Volver a José Hierro
"El poeta de los vencidos" era un hombre muy especial, capaz de las grandes parrandas y de las mayores melancolías. Su poesía completa, que se publica ahora, nos adentra en su vida, su dolor y su alegría.
Manolo Romero, el yerno de Pepe Hierro, recuerda el momento en que el poeta de Alegría fue a ver la casa funeral de D'Agostino, en Nueva Jersey, donde estuvo tendido el cadáver de Manuel del Río, un emigrante muerto en accidente de circulación un sábado 11 de mayo, un día tan ignoto como la identidad del muerto.
Fue muy emocionante para Hierro. Habían pasado muchos años desde que él escribió ese poema sobre "una historia que comienza / con sol y piedra, y que termina / sobre una mesa, en D'Agostino, / con flores y cirios eléctricos".
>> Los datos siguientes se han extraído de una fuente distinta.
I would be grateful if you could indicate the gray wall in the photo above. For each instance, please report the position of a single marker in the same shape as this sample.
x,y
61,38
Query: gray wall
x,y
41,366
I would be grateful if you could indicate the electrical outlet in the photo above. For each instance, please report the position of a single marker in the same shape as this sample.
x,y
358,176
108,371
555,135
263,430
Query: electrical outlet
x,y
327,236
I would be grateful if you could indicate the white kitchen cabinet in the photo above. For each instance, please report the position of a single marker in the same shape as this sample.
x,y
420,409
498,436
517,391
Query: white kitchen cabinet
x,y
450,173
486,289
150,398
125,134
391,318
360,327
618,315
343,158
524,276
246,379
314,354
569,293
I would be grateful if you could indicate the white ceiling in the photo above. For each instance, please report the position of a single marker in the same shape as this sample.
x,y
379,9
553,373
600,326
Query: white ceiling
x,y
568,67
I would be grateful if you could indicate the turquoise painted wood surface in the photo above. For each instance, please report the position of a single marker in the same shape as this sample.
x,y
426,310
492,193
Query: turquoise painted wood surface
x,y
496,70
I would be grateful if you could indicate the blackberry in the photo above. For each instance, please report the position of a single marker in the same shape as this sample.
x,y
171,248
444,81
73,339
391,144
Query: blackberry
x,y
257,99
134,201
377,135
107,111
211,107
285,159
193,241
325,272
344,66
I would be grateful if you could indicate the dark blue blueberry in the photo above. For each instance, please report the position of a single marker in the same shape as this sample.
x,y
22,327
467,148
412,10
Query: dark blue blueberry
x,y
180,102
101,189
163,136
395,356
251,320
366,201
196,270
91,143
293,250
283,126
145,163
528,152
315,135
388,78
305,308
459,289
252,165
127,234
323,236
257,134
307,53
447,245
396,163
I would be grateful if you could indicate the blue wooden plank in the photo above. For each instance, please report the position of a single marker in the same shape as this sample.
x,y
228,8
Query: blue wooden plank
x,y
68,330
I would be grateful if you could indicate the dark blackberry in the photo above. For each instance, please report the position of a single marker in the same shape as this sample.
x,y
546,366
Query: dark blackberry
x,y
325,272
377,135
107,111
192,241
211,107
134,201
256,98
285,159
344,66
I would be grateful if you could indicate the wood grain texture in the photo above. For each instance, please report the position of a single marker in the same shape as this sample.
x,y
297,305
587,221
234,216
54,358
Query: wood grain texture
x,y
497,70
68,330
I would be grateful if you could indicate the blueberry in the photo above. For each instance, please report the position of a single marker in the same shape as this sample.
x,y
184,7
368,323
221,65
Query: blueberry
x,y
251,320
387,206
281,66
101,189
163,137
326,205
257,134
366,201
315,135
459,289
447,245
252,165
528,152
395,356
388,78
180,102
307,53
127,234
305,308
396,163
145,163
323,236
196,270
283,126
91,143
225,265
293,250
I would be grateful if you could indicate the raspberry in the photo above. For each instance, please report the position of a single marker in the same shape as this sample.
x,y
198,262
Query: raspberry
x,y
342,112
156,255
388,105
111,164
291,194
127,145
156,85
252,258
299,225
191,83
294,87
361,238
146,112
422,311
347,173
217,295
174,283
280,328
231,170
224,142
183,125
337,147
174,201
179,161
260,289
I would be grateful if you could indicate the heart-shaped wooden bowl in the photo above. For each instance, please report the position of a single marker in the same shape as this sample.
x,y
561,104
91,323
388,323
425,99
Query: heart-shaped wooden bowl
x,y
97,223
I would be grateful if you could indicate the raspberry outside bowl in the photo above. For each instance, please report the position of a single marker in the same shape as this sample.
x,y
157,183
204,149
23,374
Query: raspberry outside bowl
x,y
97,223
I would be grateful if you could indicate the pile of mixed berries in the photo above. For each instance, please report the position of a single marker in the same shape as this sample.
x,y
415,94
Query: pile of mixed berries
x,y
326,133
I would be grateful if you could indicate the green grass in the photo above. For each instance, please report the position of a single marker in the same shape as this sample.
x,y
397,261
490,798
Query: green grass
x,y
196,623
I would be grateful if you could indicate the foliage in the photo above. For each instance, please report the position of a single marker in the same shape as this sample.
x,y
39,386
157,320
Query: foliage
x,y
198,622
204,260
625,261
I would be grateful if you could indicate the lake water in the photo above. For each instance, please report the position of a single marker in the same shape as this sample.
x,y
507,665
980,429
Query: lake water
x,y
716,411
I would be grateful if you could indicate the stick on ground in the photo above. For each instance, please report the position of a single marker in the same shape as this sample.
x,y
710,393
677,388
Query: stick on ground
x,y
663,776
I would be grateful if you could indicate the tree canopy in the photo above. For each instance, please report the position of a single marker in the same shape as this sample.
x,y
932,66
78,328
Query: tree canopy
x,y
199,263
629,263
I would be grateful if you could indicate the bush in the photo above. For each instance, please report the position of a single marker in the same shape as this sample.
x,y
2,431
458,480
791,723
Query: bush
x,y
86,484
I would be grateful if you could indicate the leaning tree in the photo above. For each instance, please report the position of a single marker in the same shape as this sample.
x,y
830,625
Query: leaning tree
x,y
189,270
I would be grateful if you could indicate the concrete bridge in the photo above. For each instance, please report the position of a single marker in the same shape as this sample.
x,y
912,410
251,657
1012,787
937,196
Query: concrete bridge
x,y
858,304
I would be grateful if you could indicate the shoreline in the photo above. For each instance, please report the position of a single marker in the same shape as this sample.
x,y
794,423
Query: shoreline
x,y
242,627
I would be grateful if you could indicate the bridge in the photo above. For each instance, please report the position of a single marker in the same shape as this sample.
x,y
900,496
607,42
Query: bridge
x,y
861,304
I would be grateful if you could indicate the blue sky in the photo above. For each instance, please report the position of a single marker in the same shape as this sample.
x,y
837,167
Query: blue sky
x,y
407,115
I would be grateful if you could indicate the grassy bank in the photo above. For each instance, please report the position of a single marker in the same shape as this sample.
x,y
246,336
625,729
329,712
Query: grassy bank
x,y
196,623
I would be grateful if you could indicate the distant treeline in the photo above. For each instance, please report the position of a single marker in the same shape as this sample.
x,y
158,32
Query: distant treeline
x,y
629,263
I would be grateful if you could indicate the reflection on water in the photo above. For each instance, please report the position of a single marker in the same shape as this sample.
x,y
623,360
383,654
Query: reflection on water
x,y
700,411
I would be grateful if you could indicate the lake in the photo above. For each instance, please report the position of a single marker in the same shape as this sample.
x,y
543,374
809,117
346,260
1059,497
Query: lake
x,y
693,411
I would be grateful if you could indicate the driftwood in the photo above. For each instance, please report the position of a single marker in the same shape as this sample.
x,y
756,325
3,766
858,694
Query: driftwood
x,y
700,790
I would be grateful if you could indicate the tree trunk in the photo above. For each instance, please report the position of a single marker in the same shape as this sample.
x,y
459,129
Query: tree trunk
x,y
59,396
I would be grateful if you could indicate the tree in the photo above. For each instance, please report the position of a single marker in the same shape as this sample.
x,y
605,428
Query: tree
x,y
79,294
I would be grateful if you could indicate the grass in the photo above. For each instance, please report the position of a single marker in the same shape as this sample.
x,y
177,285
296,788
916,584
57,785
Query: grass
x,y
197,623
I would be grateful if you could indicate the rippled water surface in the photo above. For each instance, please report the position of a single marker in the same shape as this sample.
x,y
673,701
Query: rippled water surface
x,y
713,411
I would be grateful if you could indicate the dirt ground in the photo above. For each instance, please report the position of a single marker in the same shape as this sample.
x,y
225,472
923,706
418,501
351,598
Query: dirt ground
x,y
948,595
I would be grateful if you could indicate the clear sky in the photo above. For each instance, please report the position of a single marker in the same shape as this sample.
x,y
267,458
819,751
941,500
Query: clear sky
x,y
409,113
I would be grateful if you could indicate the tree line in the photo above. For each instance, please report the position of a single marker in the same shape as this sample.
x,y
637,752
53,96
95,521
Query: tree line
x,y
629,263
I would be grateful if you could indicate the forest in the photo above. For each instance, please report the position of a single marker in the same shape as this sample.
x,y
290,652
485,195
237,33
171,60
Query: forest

Manuel del Río era un lejano pariente de Hierro. Y él recibió esa esquela. "Me he limitado / a reflejar aquí una esquela / de un periódico de Nueva York. / Objetivamente. Sin vuelo / en el verso. Objetivamente. / Un español como millones / de españoles. No he dicho a nadie / que estuve a punto de llorar".
"Dicen: 'Este señor / habla tan sólo de sí mismo. / Pasa -dicen- cegado, / sin ver lo que sucede alrededor. / Va por el mundo como un barco viejo..., / ese señor ..."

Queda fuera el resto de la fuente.